The AI doesn't output the utility function, the deception detector does. It runs at a protected layer where it observes the AI program in action and summarizes its behavior, compressing large computations down to a description of the search space and methodology, the goal requirements (utility function) and the results.
But regardless, there are two types of protection provided. The machine ensures that (1) the AI operates according to certain principles, which allow summarization / compression of its results, and (2) a reasonably accurate estimate of the t...
Assume you had access to:
1. a self-improving artificial general intelligence (AGI) of at least human-capability or better; and
2. a lie detector that the AGI is known to be susceptible to. A lie for this purpose is any intentional deception.
The AI is not omnipotent. It is running on a physical machine in the real world with limited inputs. One of these inputs is mechanism by which you can ask it questions, and receive answers filtered through the lie detector. A little light on the box turns red if the machine was intentionally deceptive in any way, or green otherwise. As it happens the lie detector is probabilistic, but the chance of a false negative (lie escaping detection) is infinitesimal—1 in 10^40, let's say, but assume you could make it even smaller if you needed to. The chance of a false positive (non-deception being labeled a lie) is effectively zero.

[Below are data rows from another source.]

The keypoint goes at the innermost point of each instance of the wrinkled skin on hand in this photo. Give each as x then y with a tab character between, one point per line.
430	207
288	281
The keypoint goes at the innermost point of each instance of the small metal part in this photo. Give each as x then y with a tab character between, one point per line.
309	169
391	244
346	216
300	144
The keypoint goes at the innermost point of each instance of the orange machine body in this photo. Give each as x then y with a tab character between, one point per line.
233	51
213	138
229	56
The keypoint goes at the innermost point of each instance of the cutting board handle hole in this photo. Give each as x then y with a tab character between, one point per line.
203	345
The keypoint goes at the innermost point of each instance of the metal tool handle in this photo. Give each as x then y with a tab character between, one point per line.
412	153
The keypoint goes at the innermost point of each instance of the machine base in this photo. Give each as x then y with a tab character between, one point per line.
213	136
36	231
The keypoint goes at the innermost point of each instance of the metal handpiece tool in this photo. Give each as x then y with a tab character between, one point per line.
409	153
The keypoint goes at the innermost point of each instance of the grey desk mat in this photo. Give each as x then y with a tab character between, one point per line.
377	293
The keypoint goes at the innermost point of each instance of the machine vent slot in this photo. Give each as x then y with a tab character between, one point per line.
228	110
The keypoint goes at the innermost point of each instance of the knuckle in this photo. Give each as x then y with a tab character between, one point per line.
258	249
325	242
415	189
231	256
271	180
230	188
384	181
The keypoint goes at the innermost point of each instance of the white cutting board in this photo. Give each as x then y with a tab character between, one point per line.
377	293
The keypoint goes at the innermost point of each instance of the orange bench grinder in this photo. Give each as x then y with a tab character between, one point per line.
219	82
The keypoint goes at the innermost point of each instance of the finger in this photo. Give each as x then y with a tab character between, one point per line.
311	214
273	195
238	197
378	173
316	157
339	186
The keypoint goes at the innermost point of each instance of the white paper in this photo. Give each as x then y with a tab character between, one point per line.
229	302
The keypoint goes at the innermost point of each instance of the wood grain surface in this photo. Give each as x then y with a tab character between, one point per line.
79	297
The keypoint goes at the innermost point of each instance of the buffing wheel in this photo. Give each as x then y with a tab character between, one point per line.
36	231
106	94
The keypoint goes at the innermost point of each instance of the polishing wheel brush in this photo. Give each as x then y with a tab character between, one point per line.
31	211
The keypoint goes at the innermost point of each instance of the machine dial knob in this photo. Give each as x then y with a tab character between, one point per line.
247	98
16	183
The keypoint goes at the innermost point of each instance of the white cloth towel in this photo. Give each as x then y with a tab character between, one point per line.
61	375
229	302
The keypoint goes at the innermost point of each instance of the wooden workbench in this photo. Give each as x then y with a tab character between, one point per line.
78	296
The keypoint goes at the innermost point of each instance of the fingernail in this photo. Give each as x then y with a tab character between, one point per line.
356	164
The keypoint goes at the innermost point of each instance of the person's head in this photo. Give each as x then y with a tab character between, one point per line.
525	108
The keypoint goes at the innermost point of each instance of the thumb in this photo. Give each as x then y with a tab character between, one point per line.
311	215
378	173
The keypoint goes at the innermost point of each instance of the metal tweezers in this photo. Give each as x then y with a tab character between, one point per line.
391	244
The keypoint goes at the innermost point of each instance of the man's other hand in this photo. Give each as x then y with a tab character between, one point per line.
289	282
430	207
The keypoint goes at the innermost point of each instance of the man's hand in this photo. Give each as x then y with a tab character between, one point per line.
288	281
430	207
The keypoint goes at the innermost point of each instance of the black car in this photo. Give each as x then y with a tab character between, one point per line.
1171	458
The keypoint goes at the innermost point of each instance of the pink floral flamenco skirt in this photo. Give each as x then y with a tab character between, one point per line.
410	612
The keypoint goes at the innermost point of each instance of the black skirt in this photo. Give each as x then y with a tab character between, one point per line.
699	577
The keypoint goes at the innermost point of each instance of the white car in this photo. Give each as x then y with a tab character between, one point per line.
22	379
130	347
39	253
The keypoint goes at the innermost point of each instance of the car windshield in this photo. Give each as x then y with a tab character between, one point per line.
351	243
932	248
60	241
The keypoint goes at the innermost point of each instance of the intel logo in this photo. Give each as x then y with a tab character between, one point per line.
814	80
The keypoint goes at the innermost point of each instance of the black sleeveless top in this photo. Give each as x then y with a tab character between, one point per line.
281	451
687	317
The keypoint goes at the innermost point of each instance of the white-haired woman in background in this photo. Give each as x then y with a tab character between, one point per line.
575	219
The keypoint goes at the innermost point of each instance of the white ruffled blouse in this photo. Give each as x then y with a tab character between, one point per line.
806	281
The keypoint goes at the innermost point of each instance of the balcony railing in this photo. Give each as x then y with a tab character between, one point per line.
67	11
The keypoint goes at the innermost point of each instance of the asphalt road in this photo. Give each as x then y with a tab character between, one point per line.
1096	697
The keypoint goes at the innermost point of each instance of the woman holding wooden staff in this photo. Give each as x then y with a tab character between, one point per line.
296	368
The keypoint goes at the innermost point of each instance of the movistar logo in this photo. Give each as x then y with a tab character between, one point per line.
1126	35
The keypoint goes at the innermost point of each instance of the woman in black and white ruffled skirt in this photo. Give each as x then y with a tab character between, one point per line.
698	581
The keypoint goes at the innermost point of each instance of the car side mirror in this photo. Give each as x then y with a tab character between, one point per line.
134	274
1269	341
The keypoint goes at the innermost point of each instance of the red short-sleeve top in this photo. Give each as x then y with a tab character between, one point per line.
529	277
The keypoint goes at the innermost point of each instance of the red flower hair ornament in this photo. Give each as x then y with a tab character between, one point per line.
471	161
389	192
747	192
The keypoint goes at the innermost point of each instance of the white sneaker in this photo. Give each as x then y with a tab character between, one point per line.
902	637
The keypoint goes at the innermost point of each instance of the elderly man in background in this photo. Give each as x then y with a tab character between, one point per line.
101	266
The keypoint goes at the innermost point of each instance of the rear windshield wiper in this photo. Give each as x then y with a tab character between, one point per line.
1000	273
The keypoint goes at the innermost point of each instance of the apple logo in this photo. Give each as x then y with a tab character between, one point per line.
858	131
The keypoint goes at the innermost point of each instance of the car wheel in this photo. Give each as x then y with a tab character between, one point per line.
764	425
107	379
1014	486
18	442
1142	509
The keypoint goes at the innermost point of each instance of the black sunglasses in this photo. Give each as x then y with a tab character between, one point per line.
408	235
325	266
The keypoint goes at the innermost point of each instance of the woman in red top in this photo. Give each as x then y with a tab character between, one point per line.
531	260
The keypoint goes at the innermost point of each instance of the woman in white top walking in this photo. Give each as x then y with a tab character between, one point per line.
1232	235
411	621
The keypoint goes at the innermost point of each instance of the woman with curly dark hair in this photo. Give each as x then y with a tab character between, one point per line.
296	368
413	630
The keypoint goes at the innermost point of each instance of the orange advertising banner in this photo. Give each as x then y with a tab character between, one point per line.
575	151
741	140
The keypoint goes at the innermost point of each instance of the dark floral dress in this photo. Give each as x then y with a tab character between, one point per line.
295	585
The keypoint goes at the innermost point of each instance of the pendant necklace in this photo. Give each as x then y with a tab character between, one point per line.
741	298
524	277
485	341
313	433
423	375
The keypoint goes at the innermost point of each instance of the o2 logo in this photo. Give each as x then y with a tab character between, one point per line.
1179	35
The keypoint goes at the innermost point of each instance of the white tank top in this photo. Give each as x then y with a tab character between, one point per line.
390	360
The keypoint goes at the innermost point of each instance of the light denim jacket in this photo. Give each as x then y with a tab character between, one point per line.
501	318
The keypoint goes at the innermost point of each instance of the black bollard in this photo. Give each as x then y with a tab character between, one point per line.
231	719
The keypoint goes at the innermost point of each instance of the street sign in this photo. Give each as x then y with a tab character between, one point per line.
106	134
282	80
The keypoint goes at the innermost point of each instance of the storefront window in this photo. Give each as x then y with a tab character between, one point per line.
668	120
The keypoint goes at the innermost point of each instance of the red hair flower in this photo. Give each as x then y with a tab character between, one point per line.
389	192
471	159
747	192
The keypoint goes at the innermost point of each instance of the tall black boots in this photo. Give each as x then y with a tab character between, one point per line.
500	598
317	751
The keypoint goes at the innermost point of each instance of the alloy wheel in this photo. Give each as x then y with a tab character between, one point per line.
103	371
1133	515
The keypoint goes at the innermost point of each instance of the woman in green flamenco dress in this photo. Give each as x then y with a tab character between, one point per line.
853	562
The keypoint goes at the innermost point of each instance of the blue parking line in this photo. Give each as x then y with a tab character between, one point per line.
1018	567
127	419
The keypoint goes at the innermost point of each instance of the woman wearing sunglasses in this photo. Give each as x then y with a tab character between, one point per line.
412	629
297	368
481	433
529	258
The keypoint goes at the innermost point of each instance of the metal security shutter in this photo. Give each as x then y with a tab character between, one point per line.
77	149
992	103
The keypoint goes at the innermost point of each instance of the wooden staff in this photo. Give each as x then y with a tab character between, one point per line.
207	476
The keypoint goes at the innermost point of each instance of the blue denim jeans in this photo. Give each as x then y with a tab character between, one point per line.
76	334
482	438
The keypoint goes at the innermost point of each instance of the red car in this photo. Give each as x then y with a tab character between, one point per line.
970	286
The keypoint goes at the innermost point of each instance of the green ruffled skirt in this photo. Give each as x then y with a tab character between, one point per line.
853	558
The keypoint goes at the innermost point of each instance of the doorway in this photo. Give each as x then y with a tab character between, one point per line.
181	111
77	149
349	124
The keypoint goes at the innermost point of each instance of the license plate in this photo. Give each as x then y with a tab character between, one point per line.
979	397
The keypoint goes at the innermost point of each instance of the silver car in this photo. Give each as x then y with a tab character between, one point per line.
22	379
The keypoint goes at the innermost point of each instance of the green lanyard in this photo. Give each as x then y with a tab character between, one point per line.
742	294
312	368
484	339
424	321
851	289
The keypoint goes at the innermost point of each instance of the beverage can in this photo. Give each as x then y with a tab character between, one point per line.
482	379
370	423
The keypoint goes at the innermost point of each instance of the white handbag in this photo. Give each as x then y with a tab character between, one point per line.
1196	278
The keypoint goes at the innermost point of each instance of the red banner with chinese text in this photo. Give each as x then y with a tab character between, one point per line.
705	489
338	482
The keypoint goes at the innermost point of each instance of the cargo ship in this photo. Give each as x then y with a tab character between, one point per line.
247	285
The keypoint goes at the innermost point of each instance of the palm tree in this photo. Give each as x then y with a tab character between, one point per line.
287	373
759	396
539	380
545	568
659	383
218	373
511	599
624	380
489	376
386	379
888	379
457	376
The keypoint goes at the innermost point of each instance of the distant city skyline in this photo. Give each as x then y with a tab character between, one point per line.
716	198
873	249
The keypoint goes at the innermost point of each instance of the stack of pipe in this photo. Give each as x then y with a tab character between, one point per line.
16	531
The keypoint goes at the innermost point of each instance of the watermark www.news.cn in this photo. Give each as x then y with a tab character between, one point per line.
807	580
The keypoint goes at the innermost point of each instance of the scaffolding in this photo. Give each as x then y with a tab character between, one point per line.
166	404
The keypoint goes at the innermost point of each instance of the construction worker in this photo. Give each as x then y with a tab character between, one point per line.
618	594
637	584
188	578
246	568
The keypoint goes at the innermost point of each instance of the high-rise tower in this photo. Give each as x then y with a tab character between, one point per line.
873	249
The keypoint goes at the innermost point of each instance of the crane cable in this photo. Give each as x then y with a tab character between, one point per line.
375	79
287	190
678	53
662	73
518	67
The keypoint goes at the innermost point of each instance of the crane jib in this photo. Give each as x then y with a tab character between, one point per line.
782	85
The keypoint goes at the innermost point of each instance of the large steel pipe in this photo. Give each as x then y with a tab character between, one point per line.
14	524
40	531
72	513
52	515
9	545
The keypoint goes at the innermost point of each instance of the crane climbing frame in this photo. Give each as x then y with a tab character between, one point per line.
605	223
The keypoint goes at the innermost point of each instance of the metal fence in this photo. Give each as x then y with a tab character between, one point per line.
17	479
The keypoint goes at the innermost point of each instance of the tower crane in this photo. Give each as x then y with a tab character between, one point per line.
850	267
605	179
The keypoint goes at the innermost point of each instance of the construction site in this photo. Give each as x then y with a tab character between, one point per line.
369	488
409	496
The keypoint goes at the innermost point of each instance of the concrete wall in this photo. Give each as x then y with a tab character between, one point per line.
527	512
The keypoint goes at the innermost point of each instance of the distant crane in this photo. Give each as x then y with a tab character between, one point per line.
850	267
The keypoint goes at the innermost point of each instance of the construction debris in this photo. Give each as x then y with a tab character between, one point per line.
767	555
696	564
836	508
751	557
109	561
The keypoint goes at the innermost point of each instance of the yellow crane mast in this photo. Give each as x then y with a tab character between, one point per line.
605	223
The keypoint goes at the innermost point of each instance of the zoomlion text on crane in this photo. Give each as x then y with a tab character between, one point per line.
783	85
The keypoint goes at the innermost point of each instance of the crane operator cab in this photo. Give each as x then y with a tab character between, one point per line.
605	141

What could you do with this setup?
EDIT: Some of the details above are provided simply to make the problem tractable. E.g. having the deception detector be probabilistic allows its operating requirements to be less than the AI itself. If the AI is running on a supercomputer, it seems intractable to require a super-supercomputer for the deception detector.
EDIT2: Deception in this case simply means falsifying or omitting information. Loosely speaking, if the AI falsifies the computational traces fed into the deception detector, or leaves out any information in its response, this is detectable. Presumably the UFAI could output a very nice, very convincing plan of action with very tiny fine print hidden somewhere along the lines of "PS: This is all a lie! You implement this and I'm going to turn you all into meaty paperclips. Haha!" and it would get past the deception detector. But I would rather discussion not get sidetracked by such legalistic, nitpicky scenarios. Assume the humans involved are competent, conservative, responsible people who have setup institutional safeguards to prevent hasty action and make sure that output is sufficiently analyzed down to the very last digital bit by a competent, international team of highly rational people before being acted upon.